Cells transfected with pcDNA3.1-COTE1-Flag were resuspended in 1 ml lysis buffer (20 mM Tris, pH 7.5, 150 mM NaCl, 1.0% Triton X-100, 1 mM EDTA, and protease inhibitor cocktail). Immunoprecipitation of lysates was conducted using anti-Flag antibody (1:100; Santa Cruz Biotechnology), followed by immunoblotting with antibodies against WWOX (1:200; Santa Cruz Biotechnology) or COTE1 (1:100; Santa Cruz Biotechnology). Lysate of cells transfected with empty vector (pcDNA3.1) served as a control (12).

Statistical analysis

All quantitative data were recorded as means ± standard deviation (SD). Differences between two groups were assessed by Student’s t-test (two-tailed) using GraphPad PRISM 5 software. Comparisons among multiple groups were performed by one-way analysis of variance and least significant difference t-test. Categorical data were evaluated by the χ2 test. In all tests, p<0.05 was considered statistically significant.

Results

Overexpression of COTE1 and its association with malignancy of HCC

Previous gene microarray analysis performed in our laboratory showed that COTE1 was upregulated in 11 paired HCC tissues (data not shown).
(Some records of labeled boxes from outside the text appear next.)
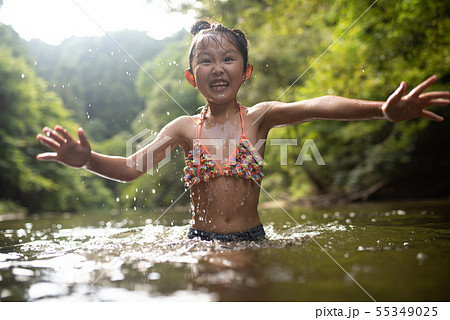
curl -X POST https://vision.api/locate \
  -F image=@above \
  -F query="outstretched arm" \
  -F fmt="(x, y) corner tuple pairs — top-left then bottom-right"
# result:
(36, 120), (187, 182)
(262, 76), (450, 128)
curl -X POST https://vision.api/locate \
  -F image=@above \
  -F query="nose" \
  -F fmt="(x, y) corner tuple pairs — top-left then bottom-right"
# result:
(212, 63), (223, 75)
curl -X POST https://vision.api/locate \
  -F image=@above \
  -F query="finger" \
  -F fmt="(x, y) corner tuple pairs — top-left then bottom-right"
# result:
(78, 128), (89, 146)
(55, 126), (73, 141)
(36, 133), (60, 151)
(422, 110), (444, 122)
(409, 75), (437, 97)
(42, 127), (66, 145)
(419, 91), (450, 101)
(387, 81), (407, 103)
(36, 152), (57, 161)
(424, 99), (450, 107)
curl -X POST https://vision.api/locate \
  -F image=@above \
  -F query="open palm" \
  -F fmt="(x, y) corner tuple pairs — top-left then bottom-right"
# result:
(36, 126), (91, 168)
(382, 76), (450, 122)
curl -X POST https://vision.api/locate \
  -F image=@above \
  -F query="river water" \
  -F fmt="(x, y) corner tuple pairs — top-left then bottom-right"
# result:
(0, 201), (450, 301)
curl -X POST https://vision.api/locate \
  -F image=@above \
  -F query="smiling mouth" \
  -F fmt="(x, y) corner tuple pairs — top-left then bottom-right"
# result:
(209, 81), (230, 91)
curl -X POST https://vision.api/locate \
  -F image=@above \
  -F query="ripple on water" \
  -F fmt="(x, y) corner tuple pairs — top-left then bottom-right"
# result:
(0, 223), (346, 301)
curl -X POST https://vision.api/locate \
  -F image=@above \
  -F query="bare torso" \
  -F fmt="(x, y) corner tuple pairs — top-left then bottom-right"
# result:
(179, 107), (267, 233)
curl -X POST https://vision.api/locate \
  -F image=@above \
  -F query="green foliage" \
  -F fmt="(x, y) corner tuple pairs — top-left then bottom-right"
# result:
(192, 0), (450, 198)
(0, 26), (115, 212)
(28, 31), (184, 141)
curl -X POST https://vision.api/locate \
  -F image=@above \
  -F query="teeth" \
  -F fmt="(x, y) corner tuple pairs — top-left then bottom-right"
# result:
(211, 82), (228, 87)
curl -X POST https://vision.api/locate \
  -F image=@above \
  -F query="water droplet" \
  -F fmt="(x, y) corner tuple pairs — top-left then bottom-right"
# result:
(148, 272), (161, 280)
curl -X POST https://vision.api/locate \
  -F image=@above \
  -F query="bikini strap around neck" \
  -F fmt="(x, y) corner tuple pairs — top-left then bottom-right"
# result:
(197, 103), (245, 139)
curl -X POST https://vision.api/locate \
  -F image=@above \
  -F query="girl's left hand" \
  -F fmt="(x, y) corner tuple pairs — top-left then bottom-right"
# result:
(381, 76), (450, 122)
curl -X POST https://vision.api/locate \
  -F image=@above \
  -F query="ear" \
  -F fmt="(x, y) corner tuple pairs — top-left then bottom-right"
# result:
(243, 64), (253, 82)
(184, 69), (197, 88)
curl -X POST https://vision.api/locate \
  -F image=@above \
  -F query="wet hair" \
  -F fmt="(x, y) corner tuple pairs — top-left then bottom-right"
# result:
(189, 20), (250, 72)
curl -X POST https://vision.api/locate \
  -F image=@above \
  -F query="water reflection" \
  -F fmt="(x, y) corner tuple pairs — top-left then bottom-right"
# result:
(0, 201), (450, 301)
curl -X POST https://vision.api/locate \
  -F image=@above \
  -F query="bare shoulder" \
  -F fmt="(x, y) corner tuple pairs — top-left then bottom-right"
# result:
(247, 101), (285, 131)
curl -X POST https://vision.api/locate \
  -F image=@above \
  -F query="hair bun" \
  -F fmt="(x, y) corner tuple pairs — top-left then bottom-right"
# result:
(191, 20), (211, 36)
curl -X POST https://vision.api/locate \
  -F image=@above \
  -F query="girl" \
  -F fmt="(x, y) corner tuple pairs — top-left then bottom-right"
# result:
(37, 21), (450, 241)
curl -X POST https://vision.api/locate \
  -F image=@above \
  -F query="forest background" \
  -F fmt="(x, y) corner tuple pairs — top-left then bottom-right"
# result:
(0, 0), (450, 213)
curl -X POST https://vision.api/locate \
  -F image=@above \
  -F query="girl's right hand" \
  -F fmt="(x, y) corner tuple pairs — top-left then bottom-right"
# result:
(36, 126), (91, 168)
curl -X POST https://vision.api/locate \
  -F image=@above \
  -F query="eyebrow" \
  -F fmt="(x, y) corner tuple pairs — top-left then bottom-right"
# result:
(196, 50), (238, 57)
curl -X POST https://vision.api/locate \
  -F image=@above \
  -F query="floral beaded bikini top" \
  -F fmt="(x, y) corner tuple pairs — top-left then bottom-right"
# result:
(184, 104), (264, 185)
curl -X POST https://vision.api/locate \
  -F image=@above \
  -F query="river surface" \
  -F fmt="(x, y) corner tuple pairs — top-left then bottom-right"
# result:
(0, 201), (450, 301)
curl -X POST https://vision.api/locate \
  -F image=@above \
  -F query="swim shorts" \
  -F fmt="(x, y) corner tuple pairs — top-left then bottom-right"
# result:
(188, 224), (266, 242)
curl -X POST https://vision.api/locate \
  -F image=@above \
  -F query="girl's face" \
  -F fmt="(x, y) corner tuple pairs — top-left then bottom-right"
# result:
(186, 35), (246, 104)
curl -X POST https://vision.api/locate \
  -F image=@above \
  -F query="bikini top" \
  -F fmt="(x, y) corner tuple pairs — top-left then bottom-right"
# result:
(184, 104), (264, 185)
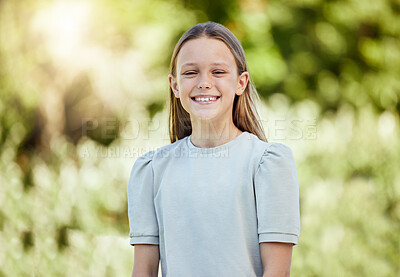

To confirm these findings, we performed RT-PCR and quantitative PCR to measure the mRNA expression level of COTE1 in 80 paired HCC clinical specimens relative to the levels in corresponding adjacent non-cancerous liver. The results clearly showed upregulation of COTE1 mRNA in HCC specimens (Fig. 1A). To evaluate the protein level of COTE1 in HCC, we performed immunochemical staining with a specific antibody against COTE1 in another 80 matched samples. In non-HCC tissues 24/80 (30%) showed no or weak (+/−) positive staining with the rest showed no staining, whereas 37/80 (46.25%) of cancer specimens showed positive staining: seven mildly positive, 17 moderately positive, and 13 strongly positive (Fig. 1B). We also evaluated the expression pattern of COTE1 in HCC cell lines by RT-PCR and found that COTE1 was highly expressed in 11 of 15 HCC cells relative to expression in normal human adult liver tissue (Fig. 1C). Together, these data showed that COTE1 is upregulated in HCC, confirming the results of the gene microarray analysis.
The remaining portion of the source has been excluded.